The Cotton or Cottonian library was collected privately by Sir Robert Bruce Cotton MP (1571–1631), an antiquarian and bibliophile, and was the basis of the British Library. After the Dissolution of the Monasteries, many priceless and ancient manuscripts that had belonged to the monastic libraries began to be disseminated among various owners, many of whom were unaware of the cultural value of the manuscripts. Cotton's skill lay in finding, purchasing and preserving these ancient documents. The leading scholars of the era, including Francis Bacon, Walter Raleigh, and James Ussher, came to use Sir Robert's library. Richard James acted as his librarian. The library is of especial importance for sometimes having preserved the only copy of a work, such as happened with Beowulf and Sir Gawain and the Green Knight.
At the time of the dissolution of monasteries, official state records and important papers were poorly kept, and often retained privately, neglected or destroyed by public officers.
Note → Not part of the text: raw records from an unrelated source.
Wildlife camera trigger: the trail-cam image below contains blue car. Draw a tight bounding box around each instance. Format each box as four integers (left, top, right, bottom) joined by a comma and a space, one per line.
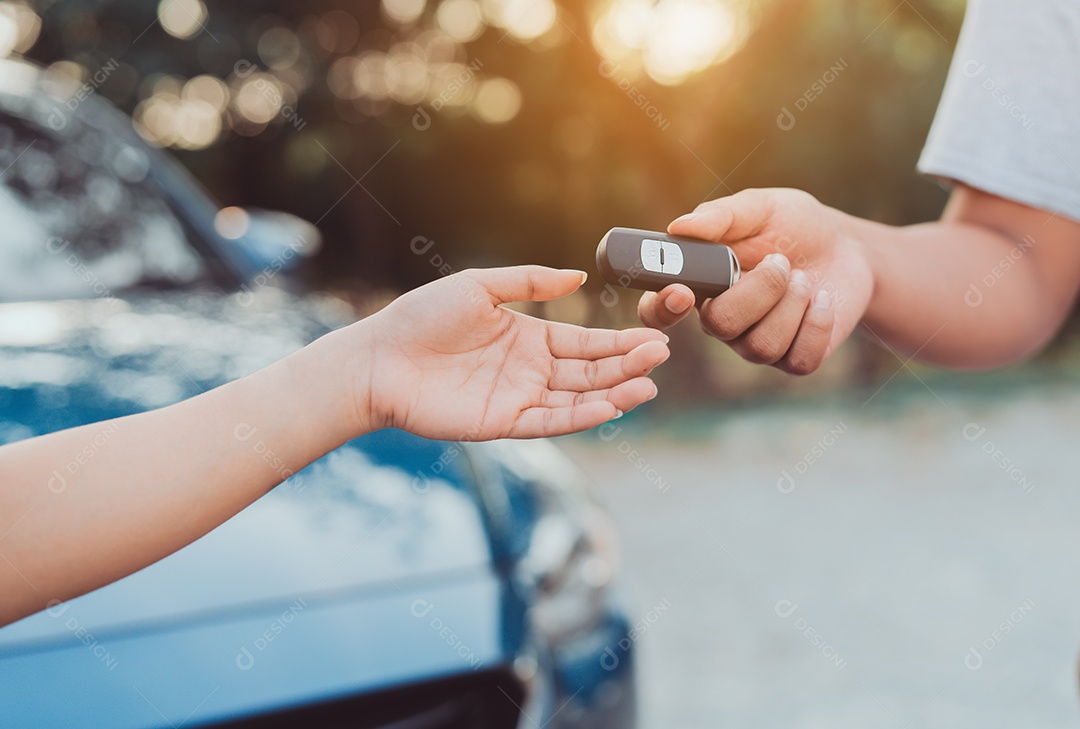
0, 60, 635, 729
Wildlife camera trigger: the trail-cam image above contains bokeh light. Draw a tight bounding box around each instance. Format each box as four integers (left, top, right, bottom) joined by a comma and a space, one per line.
0, 2, 41, 58
382, 0, 428, 25
158, 0, 207, 38
593, 0, 746, 85
435, 0, 484, 43
473, 79, 522, 124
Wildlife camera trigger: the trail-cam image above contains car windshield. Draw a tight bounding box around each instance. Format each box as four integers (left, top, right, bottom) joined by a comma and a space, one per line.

Sir Robert collected and bound over a hundred volumes of official papers. By 1622, his house and library stood immediately north of the Houses of Parliament and was a valuable resource and meeting-place not only for antiquarians and scholars but also for politicians and jurists of various persuasions, including Sir Edward Coke, John Pym, John Selden, Sir John Eliot, Thomas Wentworth.
Such important evidence was highly valuable at a time when the politics of the Realm were historically disputed between the King and Parliament. Sir Robert knew his library was of vital public interest and, although he made it freely available to consult, it made him an object of hostility on the part of the government. On 3 November 1629 he was arrested for disseminating a pamphlet held to be seditious (it had actually been written fifteen years earlier by Sir Robert Dudley) and the library was closed on this pretext. Cotton was released on 15 November and the prosecution abandoned the following May, but the library remained shut up until after Sir Robert’s death; it was restored to his son and heir, Sir Thomas Cotton, in 1633.